Thoughtful, he joined her in the center hall. The passageway was deserted, the apartments on the front side of the building quiet. Must be the time of day when folks were gone or getting ready to settle in for the night. Either way, he couldn’t see himself living in a crowded place like this—ever. Didn’t matter how desperate he got to have a roof over his head.
From inside one of the apartments, someone pushed their door closed, and the scrape of the latch reached them in the stairwell. Gina paused on the step.
“Mrs. Sortino,” she whispered with an annoyed roll of her eyes. “Always, she watches.”
“The old buzzard doesn’t have anything better to do?” he whispered back.
“I do not think so. She knows everything about everyone.”
How could Gina stand it? His jaw clenched with some pretty strong annoyance of his own.
On the third floor, Gina halted outside her rooms and fished the key out of her coat pocket. But before she inserted the metal in the lock, she froze.
The door stood ajar.
Creed swore under his breath.
Their glances met.
They both knew she’d locked it this morning, before they left for church.

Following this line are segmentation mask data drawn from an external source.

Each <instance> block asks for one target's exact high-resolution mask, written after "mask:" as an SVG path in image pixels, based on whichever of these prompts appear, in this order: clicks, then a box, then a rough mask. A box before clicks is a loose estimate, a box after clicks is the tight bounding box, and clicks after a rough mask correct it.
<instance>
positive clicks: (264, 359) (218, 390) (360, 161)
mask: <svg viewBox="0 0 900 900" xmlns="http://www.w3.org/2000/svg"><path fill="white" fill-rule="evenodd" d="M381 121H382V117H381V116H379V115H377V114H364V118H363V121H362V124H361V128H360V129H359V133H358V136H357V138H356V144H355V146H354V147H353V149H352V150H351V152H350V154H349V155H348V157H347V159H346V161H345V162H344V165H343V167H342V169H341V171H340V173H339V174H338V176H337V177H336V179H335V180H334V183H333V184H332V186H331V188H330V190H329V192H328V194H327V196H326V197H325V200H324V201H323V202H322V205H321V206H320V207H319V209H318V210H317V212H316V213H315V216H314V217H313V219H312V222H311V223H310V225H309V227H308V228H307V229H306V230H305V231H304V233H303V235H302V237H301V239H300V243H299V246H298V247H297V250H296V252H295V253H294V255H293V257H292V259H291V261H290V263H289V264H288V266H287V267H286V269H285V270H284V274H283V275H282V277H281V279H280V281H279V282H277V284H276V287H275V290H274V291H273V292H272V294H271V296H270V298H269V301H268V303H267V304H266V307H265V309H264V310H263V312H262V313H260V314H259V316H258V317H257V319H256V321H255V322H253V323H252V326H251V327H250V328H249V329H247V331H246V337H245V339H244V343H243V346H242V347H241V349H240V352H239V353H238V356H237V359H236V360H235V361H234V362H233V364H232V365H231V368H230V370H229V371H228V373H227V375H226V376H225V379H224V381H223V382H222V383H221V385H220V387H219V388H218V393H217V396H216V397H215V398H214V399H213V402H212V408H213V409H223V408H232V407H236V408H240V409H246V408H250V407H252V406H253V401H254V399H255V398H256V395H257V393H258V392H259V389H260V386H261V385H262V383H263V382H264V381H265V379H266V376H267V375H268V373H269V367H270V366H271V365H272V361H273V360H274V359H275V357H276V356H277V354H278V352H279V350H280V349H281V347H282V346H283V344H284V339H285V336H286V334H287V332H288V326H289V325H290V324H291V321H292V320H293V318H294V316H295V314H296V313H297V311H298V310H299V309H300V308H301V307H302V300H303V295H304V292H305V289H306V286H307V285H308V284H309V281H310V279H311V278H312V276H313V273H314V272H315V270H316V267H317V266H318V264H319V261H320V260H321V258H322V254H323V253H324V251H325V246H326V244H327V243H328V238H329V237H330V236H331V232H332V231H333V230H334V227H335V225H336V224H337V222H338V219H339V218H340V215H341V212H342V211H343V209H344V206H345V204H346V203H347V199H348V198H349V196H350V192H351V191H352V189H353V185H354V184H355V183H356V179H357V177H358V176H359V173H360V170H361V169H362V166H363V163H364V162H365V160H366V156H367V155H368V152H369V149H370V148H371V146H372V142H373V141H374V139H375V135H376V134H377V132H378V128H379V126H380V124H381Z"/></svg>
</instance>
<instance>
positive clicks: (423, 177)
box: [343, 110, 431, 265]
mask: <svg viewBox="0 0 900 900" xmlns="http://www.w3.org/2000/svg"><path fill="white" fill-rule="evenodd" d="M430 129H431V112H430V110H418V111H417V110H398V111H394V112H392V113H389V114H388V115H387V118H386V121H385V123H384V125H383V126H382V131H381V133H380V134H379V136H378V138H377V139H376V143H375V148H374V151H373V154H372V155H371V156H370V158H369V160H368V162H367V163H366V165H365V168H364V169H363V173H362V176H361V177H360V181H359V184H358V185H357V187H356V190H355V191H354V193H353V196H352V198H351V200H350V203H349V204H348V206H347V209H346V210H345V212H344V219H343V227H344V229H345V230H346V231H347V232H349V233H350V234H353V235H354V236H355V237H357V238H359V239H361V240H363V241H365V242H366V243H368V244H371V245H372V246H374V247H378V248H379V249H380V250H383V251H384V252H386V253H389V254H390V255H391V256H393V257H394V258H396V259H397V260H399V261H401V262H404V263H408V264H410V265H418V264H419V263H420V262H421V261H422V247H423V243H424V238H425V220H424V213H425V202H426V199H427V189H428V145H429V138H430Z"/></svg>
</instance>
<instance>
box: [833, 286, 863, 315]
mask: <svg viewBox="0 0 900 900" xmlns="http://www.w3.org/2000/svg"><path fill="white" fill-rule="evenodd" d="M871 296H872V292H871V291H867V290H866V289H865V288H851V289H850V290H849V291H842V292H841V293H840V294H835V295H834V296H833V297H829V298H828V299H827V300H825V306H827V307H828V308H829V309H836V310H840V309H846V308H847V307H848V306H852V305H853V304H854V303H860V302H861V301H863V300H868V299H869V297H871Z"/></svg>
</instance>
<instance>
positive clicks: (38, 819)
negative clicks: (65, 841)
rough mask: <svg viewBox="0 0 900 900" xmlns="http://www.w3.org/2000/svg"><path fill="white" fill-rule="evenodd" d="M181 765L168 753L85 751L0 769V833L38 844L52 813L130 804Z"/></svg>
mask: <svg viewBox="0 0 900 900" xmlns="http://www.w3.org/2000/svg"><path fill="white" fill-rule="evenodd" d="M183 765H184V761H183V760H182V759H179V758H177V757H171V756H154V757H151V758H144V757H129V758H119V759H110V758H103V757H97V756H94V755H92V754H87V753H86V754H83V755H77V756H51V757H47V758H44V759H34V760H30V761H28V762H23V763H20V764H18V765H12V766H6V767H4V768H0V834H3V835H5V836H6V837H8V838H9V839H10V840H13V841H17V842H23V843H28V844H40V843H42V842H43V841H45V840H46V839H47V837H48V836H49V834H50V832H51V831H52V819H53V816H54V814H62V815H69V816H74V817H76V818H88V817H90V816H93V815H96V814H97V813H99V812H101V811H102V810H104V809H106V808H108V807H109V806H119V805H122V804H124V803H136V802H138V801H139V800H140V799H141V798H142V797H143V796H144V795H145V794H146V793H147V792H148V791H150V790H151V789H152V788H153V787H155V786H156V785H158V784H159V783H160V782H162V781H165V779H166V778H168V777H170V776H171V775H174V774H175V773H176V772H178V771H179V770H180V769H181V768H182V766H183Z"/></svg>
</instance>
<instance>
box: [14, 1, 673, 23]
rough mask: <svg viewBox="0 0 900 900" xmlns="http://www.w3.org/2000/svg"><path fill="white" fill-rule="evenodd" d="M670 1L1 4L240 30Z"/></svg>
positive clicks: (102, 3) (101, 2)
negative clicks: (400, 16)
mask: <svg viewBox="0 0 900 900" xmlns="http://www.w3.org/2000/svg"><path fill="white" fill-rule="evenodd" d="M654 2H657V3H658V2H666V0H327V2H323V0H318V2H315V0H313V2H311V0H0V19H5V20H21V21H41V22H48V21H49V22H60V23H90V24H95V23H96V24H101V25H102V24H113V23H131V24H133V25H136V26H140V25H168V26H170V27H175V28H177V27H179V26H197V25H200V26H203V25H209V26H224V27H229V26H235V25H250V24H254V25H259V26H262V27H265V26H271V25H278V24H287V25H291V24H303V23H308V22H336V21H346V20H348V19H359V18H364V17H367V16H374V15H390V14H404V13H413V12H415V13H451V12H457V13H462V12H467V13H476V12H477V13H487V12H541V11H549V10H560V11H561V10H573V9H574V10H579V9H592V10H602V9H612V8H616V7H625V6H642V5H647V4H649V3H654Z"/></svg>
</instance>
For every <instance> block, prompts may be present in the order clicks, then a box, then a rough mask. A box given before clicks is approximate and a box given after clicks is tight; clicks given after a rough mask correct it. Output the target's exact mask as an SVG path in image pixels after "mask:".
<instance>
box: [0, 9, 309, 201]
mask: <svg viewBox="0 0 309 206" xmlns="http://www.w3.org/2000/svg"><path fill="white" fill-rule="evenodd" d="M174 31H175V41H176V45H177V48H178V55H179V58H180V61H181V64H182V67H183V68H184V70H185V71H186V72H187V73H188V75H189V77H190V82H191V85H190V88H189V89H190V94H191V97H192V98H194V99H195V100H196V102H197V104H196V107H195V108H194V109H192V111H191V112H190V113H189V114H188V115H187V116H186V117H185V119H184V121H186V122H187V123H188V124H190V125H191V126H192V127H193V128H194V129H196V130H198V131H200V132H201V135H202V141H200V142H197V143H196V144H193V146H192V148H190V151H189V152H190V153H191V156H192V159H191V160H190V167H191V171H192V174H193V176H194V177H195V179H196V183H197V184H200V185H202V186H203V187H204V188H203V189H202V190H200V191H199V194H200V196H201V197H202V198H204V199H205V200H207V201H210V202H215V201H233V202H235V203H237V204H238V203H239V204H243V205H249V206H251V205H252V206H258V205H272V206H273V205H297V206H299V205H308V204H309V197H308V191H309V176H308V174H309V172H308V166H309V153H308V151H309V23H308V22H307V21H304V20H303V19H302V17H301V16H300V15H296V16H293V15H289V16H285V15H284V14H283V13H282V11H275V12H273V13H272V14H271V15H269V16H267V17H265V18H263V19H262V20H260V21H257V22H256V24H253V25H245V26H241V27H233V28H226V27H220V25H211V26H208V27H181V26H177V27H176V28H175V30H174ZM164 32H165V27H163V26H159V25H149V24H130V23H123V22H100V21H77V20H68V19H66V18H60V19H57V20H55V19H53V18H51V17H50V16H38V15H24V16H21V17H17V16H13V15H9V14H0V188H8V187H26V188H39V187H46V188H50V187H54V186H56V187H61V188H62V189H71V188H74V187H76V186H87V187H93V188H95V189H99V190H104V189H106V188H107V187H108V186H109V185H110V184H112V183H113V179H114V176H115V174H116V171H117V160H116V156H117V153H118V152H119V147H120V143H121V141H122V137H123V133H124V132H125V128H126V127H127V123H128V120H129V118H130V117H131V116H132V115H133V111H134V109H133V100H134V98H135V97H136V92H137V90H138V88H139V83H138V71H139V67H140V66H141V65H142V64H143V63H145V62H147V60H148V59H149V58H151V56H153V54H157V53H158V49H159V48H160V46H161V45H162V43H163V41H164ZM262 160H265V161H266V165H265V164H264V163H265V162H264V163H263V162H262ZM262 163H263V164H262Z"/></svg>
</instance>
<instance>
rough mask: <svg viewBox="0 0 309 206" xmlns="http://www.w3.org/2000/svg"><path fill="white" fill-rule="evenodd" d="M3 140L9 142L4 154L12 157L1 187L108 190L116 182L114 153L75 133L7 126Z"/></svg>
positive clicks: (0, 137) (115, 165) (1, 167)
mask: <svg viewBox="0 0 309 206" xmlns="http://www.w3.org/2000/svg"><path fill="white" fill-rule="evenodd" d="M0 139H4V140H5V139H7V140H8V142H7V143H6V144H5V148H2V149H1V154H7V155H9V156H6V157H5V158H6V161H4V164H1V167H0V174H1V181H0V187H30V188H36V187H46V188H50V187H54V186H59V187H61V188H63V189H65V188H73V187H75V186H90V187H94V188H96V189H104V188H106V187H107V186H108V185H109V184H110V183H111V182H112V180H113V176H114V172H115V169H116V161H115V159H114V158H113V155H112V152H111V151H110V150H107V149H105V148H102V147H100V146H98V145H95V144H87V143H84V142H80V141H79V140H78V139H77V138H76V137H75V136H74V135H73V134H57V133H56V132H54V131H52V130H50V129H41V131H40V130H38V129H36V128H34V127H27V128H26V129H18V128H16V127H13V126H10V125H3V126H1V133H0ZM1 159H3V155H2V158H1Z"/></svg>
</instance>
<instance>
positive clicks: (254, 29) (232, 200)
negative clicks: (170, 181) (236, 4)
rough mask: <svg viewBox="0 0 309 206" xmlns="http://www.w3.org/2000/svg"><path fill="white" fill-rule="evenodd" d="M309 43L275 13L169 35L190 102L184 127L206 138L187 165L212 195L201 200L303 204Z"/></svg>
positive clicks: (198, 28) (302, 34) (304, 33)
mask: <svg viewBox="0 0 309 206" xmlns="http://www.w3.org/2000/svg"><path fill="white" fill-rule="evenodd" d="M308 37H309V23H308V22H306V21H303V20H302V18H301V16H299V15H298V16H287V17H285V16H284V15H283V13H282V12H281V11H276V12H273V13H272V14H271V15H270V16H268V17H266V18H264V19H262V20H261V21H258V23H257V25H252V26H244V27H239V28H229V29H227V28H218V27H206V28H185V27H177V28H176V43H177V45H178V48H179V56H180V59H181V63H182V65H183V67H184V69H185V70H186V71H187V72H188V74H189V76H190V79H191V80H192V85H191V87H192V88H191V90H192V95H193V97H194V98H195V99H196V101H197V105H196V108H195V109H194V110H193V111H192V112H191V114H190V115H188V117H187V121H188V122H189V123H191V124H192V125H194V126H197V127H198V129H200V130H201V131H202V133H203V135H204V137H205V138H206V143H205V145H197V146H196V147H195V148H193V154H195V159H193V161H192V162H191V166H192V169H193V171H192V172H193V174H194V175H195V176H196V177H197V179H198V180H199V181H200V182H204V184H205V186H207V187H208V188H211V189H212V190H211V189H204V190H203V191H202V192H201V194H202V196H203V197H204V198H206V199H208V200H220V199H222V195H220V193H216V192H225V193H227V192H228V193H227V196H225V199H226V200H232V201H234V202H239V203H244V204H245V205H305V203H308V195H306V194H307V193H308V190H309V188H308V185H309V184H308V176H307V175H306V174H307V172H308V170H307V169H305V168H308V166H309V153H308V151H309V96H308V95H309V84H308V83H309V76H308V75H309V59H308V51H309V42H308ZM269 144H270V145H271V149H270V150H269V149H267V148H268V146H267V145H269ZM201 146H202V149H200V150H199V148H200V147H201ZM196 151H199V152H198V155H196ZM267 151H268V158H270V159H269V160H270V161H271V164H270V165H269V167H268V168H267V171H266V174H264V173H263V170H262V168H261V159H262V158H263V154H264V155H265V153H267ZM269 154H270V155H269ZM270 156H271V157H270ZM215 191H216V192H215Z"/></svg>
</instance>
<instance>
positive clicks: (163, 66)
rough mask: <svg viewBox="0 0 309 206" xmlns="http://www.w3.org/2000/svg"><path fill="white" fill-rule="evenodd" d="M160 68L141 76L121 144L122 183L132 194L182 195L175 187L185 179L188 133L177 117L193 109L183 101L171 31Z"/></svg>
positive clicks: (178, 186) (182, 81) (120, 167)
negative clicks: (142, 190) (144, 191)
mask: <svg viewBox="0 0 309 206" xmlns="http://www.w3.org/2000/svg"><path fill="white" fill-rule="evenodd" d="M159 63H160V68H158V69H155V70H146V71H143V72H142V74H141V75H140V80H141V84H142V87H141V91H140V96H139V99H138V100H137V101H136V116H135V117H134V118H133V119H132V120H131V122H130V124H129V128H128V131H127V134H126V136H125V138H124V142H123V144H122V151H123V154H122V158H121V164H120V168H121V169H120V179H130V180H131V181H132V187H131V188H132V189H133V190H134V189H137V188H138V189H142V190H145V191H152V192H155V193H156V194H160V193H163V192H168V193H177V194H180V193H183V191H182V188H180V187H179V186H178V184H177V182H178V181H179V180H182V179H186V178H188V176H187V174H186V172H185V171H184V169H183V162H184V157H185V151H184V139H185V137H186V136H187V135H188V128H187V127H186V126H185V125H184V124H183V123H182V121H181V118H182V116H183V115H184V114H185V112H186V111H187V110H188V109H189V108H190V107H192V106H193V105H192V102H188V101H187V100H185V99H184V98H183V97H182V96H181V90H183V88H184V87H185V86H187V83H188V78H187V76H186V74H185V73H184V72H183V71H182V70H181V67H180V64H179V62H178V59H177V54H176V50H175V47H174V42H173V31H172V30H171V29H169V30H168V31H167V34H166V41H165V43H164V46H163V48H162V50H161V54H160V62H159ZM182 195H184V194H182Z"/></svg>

Either the damn thing went faulty since then or someone had broken into her apartment. Who or why, he couldn’t fathom. She didn’t have much of value for anyone to steal, and could it be some sick bastard taking advantage of her grief and misfortune after yesterday’s fire?
Creed put a finger to his lips, ordering her silence. He thrust his bag of groceries at her, nudged her aside and went for the knife he kept sheathed at his waist.
His muscles coiled. Carefully, he pushed the door open. The interior of the apartment was dark. Someone had closed the curtains, and he braced for whatever awaited him inside. One step, two, he ventured into the room.